Even with the thought of taking each step Fiontann felt his feet ready to give in and collapse, but he pushed on, he could not let himself fall just outside the Barracks of The Black Steel. Luckily for him the yard of his house is connected to the yard of the Barracks, so it did not take him long, but he felt it long. That feeling of emptiness that filled him kept pushing him back, weighing on every step that he took. More than a few times he stumbled, especially at the spot that the ground turned down, entering his yard, the lake next to it seem inviting and he leaned towards it but something stopped him. The fact that he couldn't bring her face to his mind stopped him and he kept dragging himself to his house. He closed the door behind him, reached the chair next to the fireplace and sat there, in the cold, but he couldn't feel it. He was numb.

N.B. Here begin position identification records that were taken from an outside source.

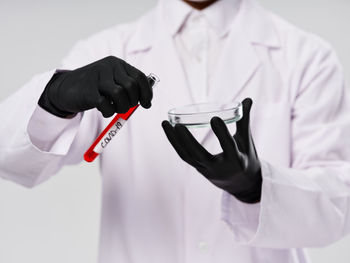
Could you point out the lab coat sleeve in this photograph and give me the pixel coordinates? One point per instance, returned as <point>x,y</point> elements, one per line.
<point>34,144</point>
<point>308,203</point>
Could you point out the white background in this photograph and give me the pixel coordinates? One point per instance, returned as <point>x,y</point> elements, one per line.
<point>58,221</point>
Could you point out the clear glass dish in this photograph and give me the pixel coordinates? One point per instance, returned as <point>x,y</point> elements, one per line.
<point>199,115</point>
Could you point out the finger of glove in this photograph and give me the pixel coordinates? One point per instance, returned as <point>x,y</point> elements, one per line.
<point>172,137</point>
<point>192,146</point>
<point>243,124</point>
<point>228,144</point>
<point>105,107</point>
<point>145,89</point>
<point>112,91</point>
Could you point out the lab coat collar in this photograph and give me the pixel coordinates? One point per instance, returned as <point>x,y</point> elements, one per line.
<point>219,15</point>
<point>254,23</point>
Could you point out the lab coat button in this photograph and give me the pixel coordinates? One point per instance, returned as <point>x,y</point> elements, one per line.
<point>203,246</point>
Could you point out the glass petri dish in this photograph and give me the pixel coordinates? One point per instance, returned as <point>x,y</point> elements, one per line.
<point>199,115</point>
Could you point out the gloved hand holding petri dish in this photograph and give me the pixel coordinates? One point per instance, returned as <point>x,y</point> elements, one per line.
<point>237,168</point>
<point>199,115</point>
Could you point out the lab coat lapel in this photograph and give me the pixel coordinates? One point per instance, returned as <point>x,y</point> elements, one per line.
<point>163,60</point>
<point>237,66</point>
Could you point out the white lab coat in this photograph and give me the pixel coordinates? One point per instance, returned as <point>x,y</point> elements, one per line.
<point>156,208</point>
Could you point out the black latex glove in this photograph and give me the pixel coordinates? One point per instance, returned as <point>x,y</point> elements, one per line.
<point>236,170</point>
<point>111,85</point>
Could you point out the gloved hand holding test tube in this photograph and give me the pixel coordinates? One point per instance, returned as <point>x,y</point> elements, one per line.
<point>110,85</point>
<point>113,128</point>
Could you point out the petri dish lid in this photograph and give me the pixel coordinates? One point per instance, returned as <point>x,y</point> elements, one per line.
<point>199,115</point>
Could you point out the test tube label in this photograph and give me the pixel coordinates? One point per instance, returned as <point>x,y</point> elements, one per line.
<point>109,136</point>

Numb with the feeling of emptiness, weighing his heart that was pounding as if ready to rip his chest out and fall on the floor, with the feeling of emptiness in his mind, feeling his forehead ache by it, his head heavy. Again he tried to recall her face but he couldn't. The numbness blocked everything, he sank his head in his palms and wept quietly, feeling the tears run from his eyes to his hand and then on the floor. The weeping helped a little, and through the tears he saw her face, his daughter's face. A daughter that wasn't his but was. A daughter that he found, a daughter that he trained, that loved and helped grow up, protecting her. But he could not protect her from that and that thought made him weep again, he failed to protect her and she died.
He did not know how long had passed, him sitting on the chair, head in hands, recalling. Recalling the first meeting with the orphan girl whose parents perished. The girl that he hired so as to give her shelter at the Barracks and have as a cook. The girl that he slowly trained, the girl in which he saw his younger self. The girl that he later adopted and planned to give everything to, as his successor. The girl that almost died, sending him to death with a serious injury. He wept again, remembering the pain that he felt when she was in pain, remembering that he spend nights and days by her bed, leaving only when the doctor was there. Remembering his happiness when he got to her feet. She grew up, she got married, he never accepted Orsonn officially, but he admired the man and he was happy that he made Lieta happy. And he wept again.
Numb as he was he got up and covered the four or five steps, it mattered not, that distanced himself and his desk, from the last drawer he pulled out the adoption papers from the day he adopted her officially, by the signature of the Mayor of Bree and his and her acceptance. And he wept again, sinking his head in his left hand, keeping the papers in his right hand so that he could see them.
He failed to protect her, he never told her that he loved her and that he was proud of her before she died. He didn't get to see her when she died. No parent should bury his child. But Fiontann couldn't even bury her as her bodies was miles away. He felt useless for that, he failed to keep her alive. He should have died instead, succumbing to his wounds, but he did not. She did. And not by the enemy, but by the hand of a friend. And that made it even harder for him. And he wept again.
Behind his closed eyes he could see that girl in the rags that approached him that day in the Pony. Behind closed eyes he could see the cook of the company, going everywhere with a rolling pin in hand. Behind closed yes he saw that rolling pin become a sword and axe and that girl carrying them everywhere proudly. Behind closed eyes he saw her trainig with him, he saw her explore the world. He saw her feel proud, feel that she belonged somewhere. He saw her fall in love and lead a company to battle. But he failed to see her died. And he wept once more.
He shook his hair away from his face and blink two or three times to clear the blur of the tears away. He put the pappers down and took the quill on the desk with his right hand, it was brand new. He dipped it in the ink next to it. He brought the end of the quill to his left wrist and pressed it until he bled, as the blood came out he kept the quill there, letting the ink soak and take the blood's place in his hand. He repeated it many times. In the end the ink formed April 25. The date that was on the adoption papers. He dropped the ink and wept himself to sleep.